I do the forecasting based on historical attendance by Price Type Group (which I found to have the smallest Standard Deviation). So, for example, I have price type groups for Comps, Benefit Comps (for donors), Discounts, Packages, Passes, Full Price, etc.. Each of these groups attend at different rates.
I also can split by two other items we track. We use Performance Type to split Classical from Pops performance and have a special type for Movie nights, which are totally different than even pops performances. Being an outdoor venue, I also track Weather, both Predicted the day prior and Observed 2 hours prior to show.

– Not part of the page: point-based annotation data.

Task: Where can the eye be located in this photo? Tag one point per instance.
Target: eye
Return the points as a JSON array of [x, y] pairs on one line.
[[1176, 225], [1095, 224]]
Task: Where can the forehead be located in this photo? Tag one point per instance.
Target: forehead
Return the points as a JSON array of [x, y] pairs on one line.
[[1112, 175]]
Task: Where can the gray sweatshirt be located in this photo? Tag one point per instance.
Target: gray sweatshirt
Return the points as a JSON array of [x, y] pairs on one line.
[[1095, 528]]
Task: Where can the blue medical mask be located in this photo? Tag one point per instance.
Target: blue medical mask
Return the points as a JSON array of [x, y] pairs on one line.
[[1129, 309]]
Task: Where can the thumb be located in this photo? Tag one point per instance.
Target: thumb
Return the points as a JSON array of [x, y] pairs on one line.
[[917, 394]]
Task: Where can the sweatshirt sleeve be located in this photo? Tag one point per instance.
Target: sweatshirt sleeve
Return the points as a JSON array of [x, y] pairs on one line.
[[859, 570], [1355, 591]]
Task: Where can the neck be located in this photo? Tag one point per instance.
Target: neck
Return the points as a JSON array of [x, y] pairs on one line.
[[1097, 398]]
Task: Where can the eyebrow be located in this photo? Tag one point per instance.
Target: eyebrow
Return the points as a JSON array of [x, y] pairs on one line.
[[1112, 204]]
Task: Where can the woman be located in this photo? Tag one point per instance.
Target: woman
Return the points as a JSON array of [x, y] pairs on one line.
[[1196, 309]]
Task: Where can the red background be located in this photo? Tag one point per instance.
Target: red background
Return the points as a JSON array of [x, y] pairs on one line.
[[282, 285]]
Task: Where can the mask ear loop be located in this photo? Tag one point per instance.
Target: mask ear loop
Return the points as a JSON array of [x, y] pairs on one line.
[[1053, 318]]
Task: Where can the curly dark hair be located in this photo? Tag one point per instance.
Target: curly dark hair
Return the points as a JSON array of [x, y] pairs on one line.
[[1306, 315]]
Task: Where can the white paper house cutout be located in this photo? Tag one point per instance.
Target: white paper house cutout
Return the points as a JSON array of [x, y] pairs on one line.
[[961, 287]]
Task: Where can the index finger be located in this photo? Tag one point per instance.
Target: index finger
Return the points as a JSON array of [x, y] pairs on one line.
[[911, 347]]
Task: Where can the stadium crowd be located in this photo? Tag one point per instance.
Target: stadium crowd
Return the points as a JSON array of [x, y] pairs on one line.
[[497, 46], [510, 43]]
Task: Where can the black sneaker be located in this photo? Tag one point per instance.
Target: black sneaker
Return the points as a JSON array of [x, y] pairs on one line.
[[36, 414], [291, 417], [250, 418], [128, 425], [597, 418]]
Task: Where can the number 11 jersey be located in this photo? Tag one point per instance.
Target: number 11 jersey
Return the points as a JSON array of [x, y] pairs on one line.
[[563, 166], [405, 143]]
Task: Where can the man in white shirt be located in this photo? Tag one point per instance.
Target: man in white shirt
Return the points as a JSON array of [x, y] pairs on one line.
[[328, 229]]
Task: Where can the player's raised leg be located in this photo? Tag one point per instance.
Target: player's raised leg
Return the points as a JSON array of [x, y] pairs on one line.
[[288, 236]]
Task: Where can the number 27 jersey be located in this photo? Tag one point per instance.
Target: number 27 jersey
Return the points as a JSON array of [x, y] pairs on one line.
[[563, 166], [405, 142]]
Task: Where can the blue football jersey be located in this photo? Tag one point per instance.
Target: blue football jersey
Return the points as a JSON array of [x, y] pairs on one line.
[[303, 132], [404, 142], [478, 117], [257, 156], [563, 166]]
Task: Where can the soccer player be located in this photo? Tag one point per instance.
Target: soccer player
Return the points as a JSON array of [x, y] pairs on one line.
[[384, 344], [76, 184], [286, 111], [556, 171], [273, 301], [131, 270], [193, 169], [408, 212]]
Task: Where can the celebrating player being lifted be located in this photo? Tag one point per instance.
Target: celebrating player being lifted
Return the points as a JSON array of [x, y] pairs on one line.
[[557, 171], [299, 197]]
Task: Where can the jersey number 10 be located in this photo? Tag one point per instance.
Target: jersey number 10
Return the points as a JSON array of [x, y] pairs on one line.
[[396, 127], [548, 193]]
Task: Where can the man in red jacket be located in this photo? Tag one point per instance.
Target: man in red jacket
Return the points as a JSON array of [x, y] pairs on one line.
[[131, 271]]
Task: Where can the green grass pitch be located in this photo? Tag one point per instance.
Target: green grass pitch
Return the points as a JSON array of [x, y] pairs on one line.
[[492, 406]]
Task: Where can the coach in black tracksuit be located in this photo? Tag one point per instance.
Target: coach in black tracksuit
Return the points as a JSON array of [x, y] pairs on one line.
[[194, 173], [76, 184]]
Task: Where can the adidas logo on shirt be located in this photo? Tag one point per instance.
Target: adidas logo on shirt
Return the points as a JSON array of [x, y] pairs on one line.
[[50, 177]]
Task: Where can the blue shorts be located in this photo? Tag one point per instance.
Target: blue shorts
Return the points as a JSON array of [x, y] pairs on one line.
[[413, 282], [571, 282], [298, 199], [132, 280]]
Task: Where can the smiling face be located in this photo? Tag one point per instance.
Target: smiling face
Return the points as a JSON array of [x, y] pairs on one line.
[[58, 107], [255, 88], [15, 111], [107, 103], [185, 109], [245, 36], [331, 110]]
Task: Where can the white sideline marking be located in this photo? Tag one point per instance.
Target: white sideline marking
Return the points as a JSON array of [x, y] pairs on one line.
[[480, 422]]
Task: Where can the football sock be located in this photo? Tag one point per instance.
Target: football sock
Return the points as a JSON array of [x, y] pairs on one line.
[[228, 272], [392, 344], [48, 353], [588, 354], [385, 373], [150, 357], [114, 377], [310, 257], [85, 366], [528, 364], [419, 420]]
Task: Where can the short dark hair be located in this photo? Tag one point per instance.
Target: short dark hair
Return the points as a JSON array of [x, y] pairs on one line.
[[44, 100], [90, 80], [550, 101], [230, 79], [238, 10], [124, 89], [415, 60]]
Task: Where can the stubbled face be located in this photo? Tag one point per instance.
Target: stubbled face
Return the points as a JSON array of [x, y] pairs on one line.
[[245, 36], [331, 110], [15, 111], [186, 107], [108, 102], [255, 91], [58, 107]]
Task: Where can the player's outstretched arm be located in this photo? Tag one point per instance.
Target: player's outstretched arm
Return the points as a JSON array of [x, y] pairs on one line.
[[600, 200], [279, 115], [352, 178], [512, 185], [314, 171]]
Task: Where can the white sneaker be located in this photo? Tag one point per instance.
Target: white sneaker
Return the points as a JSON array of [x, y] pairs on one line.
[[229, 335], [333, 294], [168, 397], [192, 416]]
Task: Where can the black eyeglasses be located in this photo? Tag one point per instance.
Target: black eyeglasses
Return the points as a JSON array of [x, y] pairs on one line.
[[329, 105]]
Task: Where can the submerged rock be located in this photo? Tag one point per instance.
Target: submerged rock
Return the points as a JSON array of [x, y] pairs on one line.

These I keep logged in the Content area of a performance (this doesn't pull into Analytics for RAMP clients yet).
Typically, I compare backwards 3 seasons, though I have the ability to do one to one comparisons for a specific concert if there is a performance that is unique or I think will behave like a specific historical performance.
I give my forecast to both our Marketing Director and Box Office manager. The former want to oversell to make budgets, the latter is very concerned with not having enough space for paying customers. They kind of battle it out and figure out how much can be oversold. Because I have one aggressive and one conservative person setting the numbers, the precision does not have to be exact (and it can't be anyway). What I have not done yet is add a "worst case" scenario. I forecast against averages, which include some statistical outliers, but do not display anything like a standard deviation calculation that could be used to predict a range.
After every concert, I do go back and rerun the report against predicted vs actual attendance, just to see how accurate the forecast was. In most cases, the forecast has been pretty close.
This is our specific use case. I'm sure we could come up with more, but for making practical business decisions, this has been the most useful model we have used.
Hi David,
Would you mind sharing a bit more about this forecasting dashboard and how you set it up?
Thanks
Ogo - this isn't a dashboard yet, due to the complicated way I'm doing the forecasting. I do it in a report so that I can do the math in the SQL procedure exactly the way I want it to go and compare it to a specific performance that I pick in the Report Parameters. I might someday be able to do it in a Dashboard when I get a little more advanced in the formula building. The problem I have in the dashboard is figuring out how to pick the performances for historical values (that would be a filter), aggregate that data and figure out the attendance percentages based on those past performance (math that might be a bit complicated in Analytics), then multiply those calculated percentages against a specific future performance. This is where I get stumped in Dashboard currently. Not sure how to pick both a group of performances for a prediction and a future performance for analysis. I'm sure there is a way to do it using some cool formulas using the performance date somehow, but I haven't figured out how. Pretty easy to do in a report - in a Dashboard it is a little harder.